You might gain some insight by trying to power up in a different order or connecting 15V with the red pitaya disconnected from the transceiver. Then check potential between red pitaya ground and transceiver ground. Then connect if OK.
 

Thread Starter

Zurn

Joined Mar 4, 2019
100
Hey all, I actually zeroed in on the problem: the external clock (will eventually be used to run three Red Patayas in tandem, though I've only been connecting one of them at this point).

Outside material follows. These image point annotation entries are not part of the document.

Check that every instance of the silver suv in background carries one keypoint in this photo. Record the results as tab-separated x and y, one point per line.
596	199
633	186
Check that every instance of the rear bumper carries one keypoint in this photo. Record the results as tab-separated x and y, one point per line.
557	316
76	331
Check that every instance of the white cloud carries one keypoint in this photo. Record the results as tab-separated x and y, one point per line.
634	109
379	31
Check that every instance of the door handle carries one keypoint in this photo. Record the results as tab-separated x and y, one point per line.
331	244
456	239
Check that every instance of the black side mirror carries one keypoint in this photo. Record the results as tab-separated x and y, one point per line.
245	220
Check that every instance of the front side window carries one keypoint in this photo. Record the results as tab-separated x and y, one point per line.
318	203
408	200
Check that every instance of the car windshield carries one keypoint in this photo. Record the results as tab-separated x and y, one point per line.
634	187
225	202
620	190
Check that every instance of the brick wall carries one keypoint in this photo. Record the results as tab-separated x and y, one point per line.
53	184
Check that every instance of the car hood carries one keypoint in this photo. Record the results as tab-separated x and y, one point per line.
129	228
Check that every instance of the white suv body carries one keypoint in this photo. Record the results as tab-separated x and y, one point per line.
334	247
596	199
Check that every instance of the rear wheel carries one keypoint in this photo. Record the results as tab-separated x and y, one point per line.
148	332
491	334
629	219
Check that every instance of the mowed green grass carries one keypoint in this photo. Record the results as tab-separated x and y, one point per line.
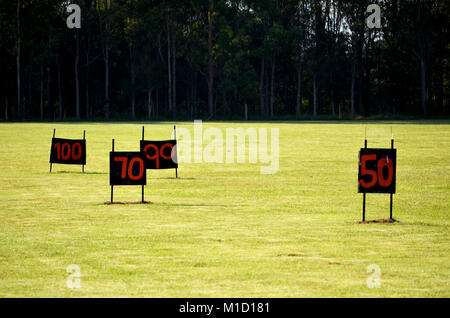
225	230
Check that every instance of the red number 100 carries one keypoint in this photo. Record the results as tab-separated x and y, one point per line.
125	164
65	152
383	162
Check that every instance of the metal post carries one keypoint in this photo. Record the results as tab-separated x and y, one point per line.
144	168
84	138
392	198
54	131
175	136
112	187
364	194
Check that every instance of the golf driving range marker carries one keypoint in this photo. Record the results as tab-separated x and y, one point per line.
160	154
377	172
68	151
126	168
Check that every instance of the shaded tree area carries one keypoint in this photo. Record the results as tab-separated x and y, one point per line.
156	60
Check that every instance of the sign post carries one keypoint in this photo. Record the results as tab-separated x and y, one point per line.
377	173
68	151
160	154
126	168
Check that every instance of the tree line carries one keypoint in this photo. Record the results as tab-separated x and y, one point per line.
211	59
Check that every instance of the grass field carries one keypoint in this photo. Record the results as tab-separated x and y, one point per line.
224	230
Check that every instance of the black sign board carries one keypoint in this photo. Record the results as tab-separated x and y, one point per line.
160	154
68	151
377	170
127	168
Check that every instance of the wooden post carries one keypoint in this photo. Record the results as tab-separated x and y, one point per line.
144	167
54	131
175	136
84	138
364	194
112	187
390	205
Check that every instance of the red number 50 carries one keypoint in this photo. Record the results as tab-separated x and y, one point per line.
64	152
383	162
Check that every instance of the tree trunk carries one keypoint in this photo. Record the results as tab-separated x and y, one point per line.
88	108
174	80
352	92
133	81
19	97
298	104
59	92
210	61
272	87
49	103
169	66
42	92
149	103
315	94
261	87
6	107
77	80
106	83
423	86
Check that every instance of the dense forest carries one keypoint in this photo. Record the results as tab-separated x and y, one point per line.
173	59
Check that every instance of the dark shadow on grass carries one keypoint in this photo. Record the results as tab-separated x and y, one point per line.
79	172
194	205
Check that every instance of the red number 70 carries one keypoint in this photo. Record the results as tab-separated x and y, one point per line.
383	162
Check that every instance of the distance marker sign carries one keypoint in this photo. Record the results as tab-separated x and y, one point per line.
160	154
68	151
127	168
377	170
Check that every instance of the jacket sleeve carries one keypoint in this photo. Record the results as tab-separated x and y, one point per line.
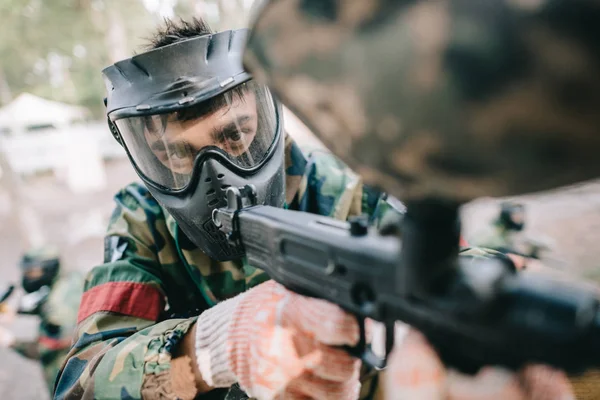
119	349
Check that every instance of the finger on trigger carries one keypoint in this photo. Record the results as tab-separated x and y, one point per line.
322	389
324	321
333	364
543	382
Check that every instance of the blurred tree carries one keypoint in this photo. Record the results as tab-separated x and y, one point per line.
57	48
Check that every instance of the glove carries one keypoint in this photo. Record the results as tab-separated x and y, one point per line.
7	339
415	372
278	345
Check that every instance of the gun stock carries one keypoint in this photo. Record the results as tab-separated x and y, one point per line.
474	311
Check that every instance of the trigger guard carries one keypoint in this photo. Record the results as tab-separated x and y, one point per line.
365	352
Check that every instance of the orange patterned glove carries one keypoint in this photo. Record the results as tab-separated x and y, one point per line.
415	372
278	345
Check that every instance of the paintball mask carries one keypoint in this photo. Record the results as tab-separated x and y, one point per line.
39	268
512	216
193	123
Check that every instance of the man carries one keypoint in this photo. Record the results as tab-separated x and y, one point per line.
54	297
163	318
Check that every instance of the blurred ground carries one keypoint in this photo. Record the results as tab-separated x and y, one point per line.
570	218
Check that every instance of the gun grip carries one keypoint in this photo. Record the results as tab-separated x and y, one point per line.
364	351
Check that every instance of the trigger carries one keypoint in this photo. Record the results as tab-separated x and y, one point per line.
364	351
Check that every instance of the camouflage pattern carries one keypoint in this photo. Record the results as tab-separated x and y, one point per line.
457	99
497	236
58	318
139	304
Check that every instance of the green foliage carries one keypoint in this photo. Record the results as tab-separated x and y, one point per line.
57	49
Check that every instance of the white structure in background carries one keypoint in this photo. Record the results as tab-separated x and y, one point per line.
39	135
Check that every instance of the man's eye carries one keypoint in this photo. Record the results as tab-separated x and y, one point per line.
178	151
236	135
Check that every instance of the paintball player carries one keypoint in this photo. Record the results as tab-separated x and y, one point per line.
171	313
175	311
54	297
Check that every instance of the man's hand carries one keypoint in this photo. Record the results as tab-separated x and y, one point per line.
415	372
278	345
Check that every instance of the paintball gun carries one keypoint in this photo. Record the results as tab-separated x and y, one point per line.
474	312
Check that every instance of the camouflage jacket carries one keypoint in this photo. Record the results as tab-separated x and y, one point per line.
58	317
138	305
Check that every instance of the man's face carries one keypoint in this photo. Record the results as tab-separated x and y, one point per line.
231	128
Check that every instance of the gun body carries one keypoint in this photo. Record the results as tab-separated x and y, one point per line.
475	312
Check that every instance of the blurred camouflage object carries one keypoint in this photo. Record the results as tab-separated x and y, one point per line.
455	99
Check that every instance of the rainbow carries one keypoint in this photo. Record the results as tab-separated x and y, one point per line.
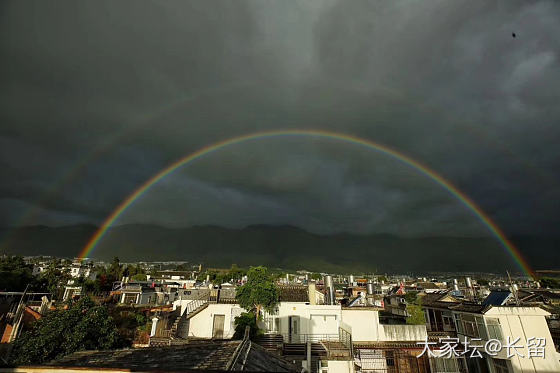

I set everything up with an older Red Pataya configured to run on an internal clock and everything works, no shutoff when the 15V line gets switched on.

I'm going to zero in on the clock circuitry and see what's up. As far as I know I'm doing the "star" grounding method (I believe it's the same as "mecca ground", do correct me if I've misunderstood), but something tells me if there could easily be a ground loop it in the clock signal to Red Pataya path.
 

Thread Starter

Zurn

Joined Mar 4, 2019
100
Problem solved - it was a busted transducer, not even depicted in the above block diagram. Everything works as it should now.